Today's work day was actually a good one, but there was enough UBS* to reconfirm my decision to leave.
I continue to be amazed at the prejudiced views held by so many. I am even more surprised by the fact that people continue to express these views.
I came to work today to hear a co-worker bitch and moan about this and that and then said, "This is off the record, but I am so tired of working with black people--there is too much drama." I replied that I felt all people were capable of drama and that I didn't think any group had a corner of the market. She went on to complain about many other assorted things that suck about our job and that she feels "stuck" there.
I never know how to handle it when people say such absurd things. I don't ever want to be silent and let it be assumed that I am in agreement. However, I don't really want to start fights with co-workers, no matter how short-lived the relationship will be. I am left feeling like I didn't say enough.
I don't think that my new position will be free from difficult people.
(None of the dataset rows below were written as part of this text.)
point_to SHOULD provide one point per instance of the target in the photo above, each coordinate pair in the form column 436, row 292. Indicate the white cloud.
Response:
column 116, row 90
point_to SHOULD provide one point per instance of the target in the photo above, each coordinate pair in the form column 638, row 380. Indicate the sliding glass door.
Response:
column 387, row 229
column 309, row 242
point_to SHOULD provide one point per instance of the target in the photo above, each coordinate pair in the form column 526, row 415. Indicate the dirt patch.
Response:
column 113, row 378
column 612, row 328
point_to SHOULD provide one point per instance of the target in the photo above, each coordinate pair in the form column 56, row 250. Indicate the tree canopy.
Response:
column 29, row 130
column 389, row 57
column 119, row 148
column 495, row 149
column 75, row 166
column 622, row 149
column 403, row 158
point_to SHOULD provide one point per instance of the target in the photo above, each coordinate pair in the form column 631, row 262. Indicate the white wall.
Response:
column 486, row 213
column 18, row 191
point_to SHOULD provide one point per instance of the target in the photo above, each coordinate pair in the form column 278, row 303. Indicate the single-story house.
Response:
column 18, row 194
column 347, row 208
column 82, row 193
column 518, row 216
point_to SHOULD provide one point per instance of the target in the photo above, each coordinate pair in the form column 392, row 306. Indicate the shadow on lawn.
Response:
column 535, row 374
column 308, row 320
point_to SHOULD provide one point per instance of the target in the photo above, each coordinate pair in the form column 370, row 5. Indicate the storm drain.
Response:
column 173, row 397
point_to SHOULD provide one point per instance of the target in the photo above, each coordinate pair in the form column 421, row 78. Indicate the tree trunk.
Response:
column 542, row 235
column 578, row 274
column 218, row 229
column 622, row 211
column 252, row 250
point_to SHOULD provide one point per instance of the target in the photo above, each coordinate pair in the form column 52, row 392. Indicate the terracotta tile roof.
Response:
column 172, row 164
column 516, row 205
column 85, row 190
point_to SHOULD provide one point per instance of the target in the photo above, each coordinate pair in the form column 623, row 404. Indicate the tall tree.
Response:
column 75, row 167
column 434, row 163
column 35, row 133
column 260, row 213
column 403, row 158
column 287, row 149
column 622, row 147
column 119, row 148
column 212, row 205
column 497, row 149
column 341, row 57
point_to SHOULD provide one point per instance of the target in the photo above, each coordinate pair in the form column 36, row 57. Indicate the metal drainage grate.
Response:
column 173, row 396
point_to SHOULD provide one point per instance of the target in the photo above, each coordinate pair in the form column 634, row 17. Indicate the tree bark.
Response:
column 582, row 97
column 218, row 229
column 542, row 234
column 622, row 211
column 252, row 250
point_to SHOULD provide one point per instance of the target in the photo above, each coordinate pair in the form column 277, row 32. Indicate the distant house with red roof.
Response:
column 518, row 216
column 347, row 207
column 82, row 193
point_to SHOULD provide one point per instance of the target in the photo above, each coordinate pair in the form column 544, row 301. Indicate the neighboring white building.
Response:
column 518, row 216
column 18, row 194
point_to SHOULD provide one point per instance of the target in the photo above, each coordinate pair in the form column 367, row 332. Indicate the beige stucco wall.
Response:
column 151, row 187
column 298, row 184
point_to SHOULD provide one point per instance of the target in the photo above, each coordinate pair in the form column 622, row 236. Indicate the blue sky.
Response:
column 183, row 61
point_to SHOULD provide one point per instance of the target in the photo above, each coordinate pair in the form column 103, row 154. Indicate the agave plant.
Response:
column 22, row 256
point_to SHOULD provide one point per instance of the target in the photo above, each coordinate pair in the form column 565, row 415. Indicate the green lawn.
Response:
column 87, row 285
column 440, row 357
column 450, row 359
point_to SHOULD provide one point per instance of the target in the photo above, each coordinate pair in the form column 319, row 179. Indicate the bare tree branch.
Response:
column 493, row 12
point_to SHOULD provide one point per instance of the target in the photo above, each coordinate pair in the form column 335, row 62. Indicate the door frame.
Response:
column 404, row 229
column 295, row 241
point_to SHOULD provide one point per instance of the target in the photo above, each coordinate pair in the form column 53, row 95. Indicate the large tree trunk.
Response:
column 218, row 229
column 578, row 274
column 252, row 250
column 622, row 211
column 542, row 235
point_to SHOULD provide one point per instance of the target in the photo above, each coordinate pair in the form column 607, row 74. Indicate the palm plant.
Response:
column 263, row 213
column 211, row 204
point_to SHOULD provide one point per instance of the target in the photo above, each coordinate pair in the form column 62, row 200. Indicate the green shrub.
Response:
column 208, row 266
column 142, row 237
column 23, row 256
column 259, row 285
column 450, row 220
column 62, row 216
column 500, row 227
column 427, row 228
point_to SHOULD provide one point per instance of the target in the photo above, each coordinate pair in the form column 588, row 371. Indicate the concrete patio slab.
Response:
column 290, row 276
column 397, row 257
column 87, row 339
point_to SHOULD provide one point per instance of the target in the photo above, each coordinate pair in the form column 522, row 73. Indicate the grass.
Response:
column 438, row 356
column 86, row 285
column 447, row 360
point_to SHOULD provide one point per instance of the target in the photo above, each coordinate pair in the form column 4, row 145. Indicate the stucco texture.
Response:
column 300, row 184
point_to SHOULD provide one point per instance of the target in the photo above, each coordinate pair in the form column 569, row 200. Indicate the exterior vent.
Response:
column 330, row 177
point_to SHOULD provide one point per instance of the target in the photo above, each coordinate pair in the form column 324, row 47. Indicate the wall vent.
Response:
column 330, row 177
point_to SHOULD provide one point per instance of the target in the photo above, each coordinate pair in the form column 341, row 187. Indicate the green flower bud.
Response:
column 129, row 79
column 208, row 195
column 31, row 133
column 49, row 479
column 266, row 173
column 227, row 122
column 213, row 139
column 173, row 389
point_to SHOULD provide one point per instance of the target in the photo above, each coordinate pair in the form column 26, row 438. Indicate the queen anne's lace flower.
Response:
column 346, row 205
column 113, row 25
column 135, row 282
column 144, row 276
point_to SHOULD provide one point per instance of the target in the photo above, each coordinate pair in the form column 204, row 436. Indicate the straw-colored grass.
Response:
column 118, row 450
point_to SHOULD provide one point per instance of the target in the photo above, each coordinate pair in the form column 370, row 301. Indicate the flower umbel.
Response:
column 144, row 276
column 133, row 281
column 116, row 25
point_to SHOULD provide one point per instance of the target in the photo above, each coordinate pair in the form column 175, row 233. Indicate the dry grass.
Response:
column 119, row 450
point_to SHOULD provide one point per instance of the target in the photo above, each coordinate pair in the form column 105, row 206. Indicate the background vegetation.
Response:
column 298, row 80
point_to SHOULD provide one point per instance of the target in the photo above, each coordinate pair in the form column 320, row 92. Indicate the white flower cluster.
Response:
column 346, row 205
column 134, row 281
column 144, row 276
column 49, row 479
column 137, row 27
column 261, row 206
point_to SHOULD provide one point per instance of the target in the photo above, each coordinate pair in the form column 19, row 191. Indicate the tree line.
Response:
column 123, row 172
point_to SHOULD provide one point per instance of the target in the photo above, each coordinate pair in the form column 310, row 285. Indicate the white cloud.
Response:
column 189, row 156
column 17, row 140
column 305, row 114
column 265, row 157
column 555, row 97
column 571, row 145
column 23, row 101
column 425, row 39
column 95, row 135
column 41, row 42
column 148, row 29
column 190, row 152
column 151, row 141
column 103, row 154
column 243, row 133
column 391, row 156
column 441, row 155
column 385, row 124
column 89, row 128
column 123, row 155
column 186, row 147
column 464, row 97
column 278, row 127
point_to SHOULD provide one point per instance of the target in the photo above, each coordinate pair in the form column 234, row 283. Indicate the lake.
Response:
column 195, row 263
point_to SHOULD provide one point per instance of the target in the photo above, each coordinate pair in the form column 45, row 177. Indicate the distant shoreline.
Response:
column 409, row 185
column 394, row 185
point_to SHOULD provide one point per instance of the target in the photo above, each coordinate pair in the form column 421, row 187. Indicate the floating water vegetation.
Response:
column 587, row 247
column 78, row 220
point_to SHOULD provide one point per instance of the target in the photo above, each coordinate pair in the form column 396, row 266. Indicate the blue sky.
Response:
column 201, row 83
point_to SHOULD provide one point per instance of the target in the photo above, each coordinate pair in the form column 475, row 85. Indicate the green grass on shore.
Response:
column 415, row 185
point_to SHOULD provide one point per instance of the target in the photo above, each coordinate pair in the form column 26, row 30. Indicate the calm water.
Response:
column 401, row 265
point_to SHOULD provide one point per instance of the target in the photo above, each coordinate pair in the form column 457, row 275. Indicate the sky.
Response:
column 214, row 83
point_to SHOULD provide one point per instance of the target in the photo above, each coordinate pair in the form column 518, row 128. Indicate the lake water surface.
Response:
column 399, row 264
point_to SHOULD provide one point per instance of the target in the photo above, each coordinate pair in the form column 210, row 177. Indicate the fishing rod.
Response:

However, I am super tired of the difficult ones I have been with the past 2 years.
*UBS=Unnecessary Bullshit, unlike the kind that just comes with the job. My father coined the phrase--he's retired from human resources.
Wednesday, September 30, 2009
Not making me regret my decision
Tuesday, September 29, 2009
Pluttification tables**
Sweetheart and Brownie are working on multiplication and division. It hurts my head just to listen to them. I can be incredibly patient about some things, but he has me beat on this one. I think the problem is that they don't teach them the same way we learned. He just told her to "carry the 3," and she asked, "But where am I carrying it?"
**I got the title from a book, but my sister might even not know where.**
Friday, September 25, 2009
Changes
There used to be a blogger who wrote here on a fairly regular basis. Then she went away into a hidey hole for many months. We'll see if this comeback has teeth or not. I'm unwilling to commit beyond trying. If I used to read your blog and comment. I have still been reading. The commenting has been as sparse as the writing.
Things here have not been the greatest. I remain homesick for Atlanta to the point of tears. I have continued to be very unhappy with my job...the kind of unhappy that makes my stomach hurt and puts me near a panic attack during commute time. Both of these things have put strains on my marriage--to the point of discussing the possibility of me moving back to Atlanta without Sweetheart on some kind of trial basis. I hope to avoid further discussions of that sort.
I finally realized that I was unhappy to the point of no return at work when I got in trouble for tardiness. I was generally not more than a few minutes late, but late is late. I mean, who gets pulled into the office for being tardy?? Only people who don't care, are unprofessional, and generally slackers. I don't consider myself to be any of those. It was a wakeup call for me to realize that hitting the snooze button one more time was so important that I was being late on a regular basis. I cared so little about my job and my professional behavior. I also realized that I was uncomfortable at work. Even though I have been there almost 2 years, I never got to the point where things were second nature. I overthought and obsessed over decisions on a daily basis. I questioned myself about things I did and didn't do. I managed to get my ass in gear and update my resume.
I started looking around for a new job, and I have gotten one. I don't think it is the dream job of the century, but I think it is a really good job that will fit me and my strengths well. I will be working in a clinic in the Spine and Neurology departments--assisting the physicians and supervising several other nurses. I turned in my notice yesterday, and the feedback has been interesting. My supervivors have been called, "a trio of monkeys." People seem to wish that they were the ones leaving. Virtually nobody has asked me why I am leaving. The environment at that job is toxic, and there are a few saving graces (the 8 hour shifts, the money and the coworkers), but not enough.
I already feel better about life in general. I know that even good change is hard, and I'm ready for it. I'm ready to work someplace where people appreciate me. I'm ready to work for managers who are less quick to point fingers than they are to help figure out WHY something wrong. I'm ready not to have to take holiday and weekend call. I'm not really ready for the making of less money, but I am looking forward to having less stress. I looking forward to continuing to work hard and to being challenged by my work. However, I am also looking forward to thinking making it to work is a better option than wrecking my car.
I'm hitting post without editing this one. I know it is a bit stream of consciousness, but that's where I am right now.
I have missed blogging and commenting. I hope to be doing more of both.